Additionally, it’s reasonable to expect that the profile of unaccredited investors will be similar to those that are currently active on donation-based crowdfunding platforms like Kickstarter. If we take a moment to look at the types of campaigns that are successful amongst these contributors, they include products, services or businesses that are:
- Very easy to understanding for a layman and
- The Startup is consumer and/or entertainment oriented
In fact the types of projects that get funded most often and at the highest amounts on Kickstarter include: film and video, publishing, games, art and design.
It’s hard to imagine a B2B company disrupting the industrial logistics space, for example, would play very well amongst the crowd.

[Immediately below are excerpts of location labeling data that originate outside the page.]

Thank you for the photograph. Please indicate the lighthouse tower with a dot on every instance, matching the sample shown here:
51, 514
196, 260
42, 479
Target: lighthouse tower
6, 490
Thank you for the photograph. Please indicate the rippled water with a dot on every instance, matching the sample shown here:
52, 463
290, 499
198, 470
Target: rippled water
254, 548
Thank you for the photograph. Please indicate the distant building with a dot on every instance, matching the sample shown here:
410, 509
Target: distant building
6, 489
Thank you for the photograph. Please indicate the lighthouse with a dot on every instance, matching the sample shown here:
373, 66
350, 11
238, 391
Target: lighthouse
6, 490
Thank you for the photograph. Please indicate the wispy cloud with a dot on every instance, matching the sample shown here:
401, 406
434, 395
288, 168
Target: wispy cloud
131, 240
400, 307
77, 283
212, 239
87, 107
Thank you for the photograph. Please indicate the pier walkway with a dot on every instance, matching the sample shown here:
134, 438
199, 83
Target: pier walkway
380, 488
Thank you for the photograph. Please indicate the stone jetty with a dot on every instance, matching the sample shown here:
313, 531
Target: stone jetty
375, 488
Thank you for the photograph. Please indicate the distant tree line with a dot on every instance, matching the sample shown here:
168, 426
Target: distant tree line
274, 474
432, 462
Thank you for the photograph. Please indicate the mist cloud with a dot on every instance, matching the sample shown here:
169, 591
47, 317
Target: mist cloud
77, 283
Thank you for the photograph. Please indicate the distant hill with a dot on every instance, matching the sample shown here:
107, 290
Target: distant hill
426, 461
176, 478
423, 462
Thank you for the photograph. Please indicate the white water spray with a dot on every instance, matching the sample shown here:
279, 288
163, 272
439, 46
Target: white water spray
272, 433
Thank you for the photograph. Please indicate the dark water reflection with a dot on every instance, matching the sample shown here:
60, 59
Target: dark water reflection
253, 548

One significant benefit that I can see coming out of this, has to do w/ standardization of docs and terms. Many in the angel and VC space have attempted to standardize early-stage investment docs, but we still have priced-rounds, convertibles, SAFEs and warrants… each with many permutations. I will be very pleased if an outcome of this ruling includes standardization of terms at very-early stages. Even if there were a few varieties, this would help tremendously w/ speed and transparency.
The final point I’d like to touch on has to do w/ our discussion on setting price. David pointed out today that this will be a one-sided negotiation, which is really not a negotiation at all. Founders will set price and the crowd takes it or leaves it. I can’t really imagine a steady-state fundraising environment where this persists. And the only thing I can think of that will address this is if reputable, credible ecosystem players become involved to vett the deal and set terms. I’d assume that unaccredited investors would be much more likely to fund deals that are organized and approved by someone they think they can trust. This emergence of the Gatekeeper, would create an opportunity for celebrity investors, organizations, or maybe even the funding platforms their selves, to vett, lead and organize these deals. Will the common unaccredited investor know who Paul Graham is? Probbly not. But, I guarantee you they know Mark Cuban. And I’m not suggesting that Mark will do this, just that there is an opportunity for credible corporate or personal brands to rally large crowds around an idea. And on that note, you may even see celebrity founders, funding their startups via this method… if nothing else, but to make a statement about crowdfunding.
That’ll wrap things up today on this special installment of TFR covering the Title III ruling. Thanks for joining us and remember to overprepare, choose carefully and invest confidently.